Anne de Coursey Clapp, one of the first American woman historians of Asian art, passed away peacefully at her home in Cambridge, Mass., on Dec. 21, 2013, at the age of 85.
Anne’s first serious pursuit of her interest in theater arts started at Smith College. When this interest grew into a strong love, she went on to Yale University School of Drama and completed her M.F.A. in stage design in 1953. It remains a mystery why in 1960 after her marriage, Anne suddenly became a Ph.D. student of Max Leohr, the world-leading scholar of Chinese art at Harvard, from whom she learned the Noble Truths for art historians: that artistic forms can speak and style holds meaning.
In 1966, Anne began teaching part time at Wellesley, and in 1971 on the completion of her dissertation she was appointed the College’s first tenure-track assistant professor of Asian art. She was tenured in 1976, was promoted to full professor in 1983, and retired in 1999. Anne single-handedly developed a curriculum consisting of Chinese art and archaeology, Chinese painting, Japanese art, Indian art and architecture, Buddhist art, and seminars on topics of Chinese painting. It is said that her classes were so rigorous and demanding that they were never “popular,” but those who studied with her always found her teaching inspiring and unforgettable. Anne served as chair of the art department in 1980–81 and again from 1982 to ’84. Her dedication and generosity helped the art library and Visual Resources build up possibly the best collection of Asian art books and slides at any liberal-arts college in the country.
As a scholar, Anne was internationally recognized for her two groundbreaking books on two master-painters of the Ming Dynasty (1368–1644): Wen Cheng-ming: the Ming Artist and Antiquity (1975) and The Landscape Art of T’ang Yin (1991). Also important is her third book, Commemorative Landscape Painting in China (2012), completed admirably in her octogenarian years based on her lectures given at Princeton University in 2007. Anne won two awards from the National Endowment for the Humanities (1974 and 1981) for her research. For critics and specialists, Anne was well known for her limpid style of writing with lyrical evocations. She was a member of the National Academy of Sciences Delegation to China in 1977, among the first American scholars to visit the country after Mao’s Cultural Revolution.
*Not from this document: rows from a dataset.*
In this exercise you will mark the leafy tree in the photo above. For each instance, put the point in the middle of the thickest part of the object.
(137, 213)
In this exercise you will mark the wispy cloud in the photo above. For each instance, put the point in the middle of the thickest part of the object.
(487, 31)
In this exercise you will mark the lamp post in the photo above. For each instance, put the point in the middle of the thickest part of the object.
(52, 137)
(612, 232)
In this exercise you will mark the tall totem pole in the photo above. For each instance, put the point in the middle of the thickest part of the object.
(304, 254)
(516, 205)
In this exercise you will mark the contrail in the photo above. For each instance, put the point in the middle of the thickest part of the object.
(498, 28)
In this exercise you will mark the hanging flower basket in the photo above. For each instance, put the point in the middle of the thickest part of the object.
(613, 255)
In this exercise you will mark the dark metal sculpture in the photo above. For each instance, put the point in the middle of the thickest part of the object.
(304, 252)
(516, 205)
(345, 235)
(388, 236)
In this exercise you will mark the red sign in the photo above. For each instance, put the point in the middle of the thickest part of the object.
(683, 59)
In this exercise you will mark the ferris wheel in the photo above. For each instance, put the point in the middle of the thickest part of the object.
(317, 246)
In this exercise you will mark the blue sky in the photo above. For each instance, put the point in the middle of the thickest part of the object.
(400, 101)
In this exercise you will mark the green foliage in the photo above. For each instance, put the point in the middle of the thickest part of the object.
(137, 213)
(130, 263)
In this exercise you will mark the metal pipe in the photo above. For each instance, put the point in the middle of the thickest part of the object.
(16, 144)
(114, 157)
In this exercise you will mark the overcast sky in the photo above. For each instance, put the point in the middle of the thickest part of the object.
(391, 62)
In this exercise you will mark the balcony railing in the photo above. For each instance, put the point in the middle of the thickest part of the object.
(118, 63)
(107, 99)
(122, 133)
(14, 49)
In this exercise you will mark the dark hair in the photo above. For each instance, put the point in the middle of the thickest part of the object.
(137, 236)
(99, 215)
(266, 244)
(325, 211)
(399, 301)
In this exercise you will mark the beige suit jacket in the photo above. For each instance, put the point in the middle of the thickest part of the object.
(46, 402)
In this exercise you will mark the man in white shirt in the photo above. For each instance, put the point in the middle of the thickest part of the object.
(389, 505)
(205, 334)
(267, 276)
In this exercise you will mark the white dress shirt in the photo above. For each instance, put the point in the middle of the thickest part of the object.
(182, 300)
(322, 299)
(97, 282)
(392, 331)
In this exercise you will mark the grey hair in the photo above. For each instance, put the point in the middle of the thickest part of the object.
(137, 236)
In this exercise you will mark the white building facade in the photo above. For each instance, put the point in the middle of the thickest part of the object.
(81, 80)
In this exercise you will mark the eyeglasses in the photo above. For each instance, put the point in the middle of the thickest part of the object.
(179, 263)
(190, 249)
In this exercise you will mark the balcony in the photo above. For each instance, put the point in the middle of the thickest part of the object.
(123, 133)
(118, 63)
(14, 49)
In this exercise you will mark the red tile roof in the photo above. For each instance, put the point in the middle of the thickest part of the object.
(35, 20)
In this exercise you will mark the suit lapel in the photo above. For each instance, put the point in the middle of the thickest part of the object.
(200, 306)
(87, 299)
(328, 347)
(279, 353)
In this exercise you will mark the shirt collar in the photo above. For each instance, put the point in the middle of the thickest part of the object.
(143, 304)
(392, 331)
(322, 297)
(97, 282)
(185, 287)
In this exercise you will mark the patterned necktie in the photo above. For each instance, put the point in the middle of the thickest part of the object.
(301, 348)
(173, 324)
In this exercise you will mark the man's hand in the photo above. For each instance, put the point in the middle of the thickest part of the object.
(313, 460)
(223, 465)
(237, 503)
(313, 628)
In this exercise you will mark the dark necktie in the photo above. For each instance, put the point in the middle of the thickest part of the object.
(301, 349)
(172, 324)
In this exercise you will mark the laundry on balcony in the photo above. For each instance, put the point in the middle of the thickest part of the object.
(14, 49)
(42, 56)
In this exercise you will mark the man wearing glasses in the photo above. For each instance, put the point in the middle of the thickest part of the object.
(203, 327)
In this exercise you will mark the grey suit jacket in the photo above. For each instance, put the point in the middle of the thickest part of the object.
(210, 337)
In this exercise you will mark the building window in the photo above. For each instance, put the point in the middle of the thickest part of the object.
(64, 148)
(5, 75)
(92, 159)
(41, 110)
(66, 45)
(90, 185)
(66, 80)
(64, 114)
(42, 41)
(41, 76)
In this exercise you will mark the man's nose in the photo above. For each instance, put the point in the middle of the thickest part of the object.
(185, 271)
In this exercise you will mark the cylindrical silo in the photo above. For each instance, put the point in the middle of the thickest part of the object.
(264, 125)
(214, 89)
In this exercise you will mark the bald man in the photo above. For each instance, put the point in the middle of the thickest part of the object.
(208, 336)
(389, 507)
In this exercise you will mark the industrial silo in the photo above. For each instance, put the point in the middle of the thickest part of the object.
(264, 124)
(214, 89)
I still remember well my first meeting with Anne during my campus interviews in March 1999. Without an appointment, I stopped by her office to say hello. The office was the simplest of any colleagues’ I have ever seen, with an austerity close to a Chan Buddhist meditation room. Her solemn appearance was soon betrayed by her warmhearted greetings. It was a privilege for me to become Anne’s successor, and I have benefited immensely from her legacy in the art department. Through the years, my wife, Ming, and I enjoyed Anne’s friendship and her (in her own words) “old-fashioned” wit and wisdom. Her honesty, her humanity and humility, her never-ceasing intellectual curiosity, and her love of Asian art and culture will continue to inspire all those who knew her.
To celebrate Anne’s life as teacher-scholar, I would like to cite a poem written on a commemorative landscape painting in 1064 by the then 90-year-old Chinese scholar-official-poet Zhang Wei, which was lovingly translated by Anne, from her 2012 book:
When the midwinter ice first breaks and the Tiao River clears,
I chant as I wander past misty villages, by distant towns.
On a sandbar the sun sets where wildfowl flock together,
From my pillow the west wind sounds like drums and horns.
A lone scull and a winter lantern follow me fishing through the night,
I seize the moment of timely rain to plow the spring fields.
Why say wealth is first among the Five Happinesses?
I have lived more than ninety years in perfect peace.
She was only five years short!
Heping Liu is an associate professor of art at Wellesley.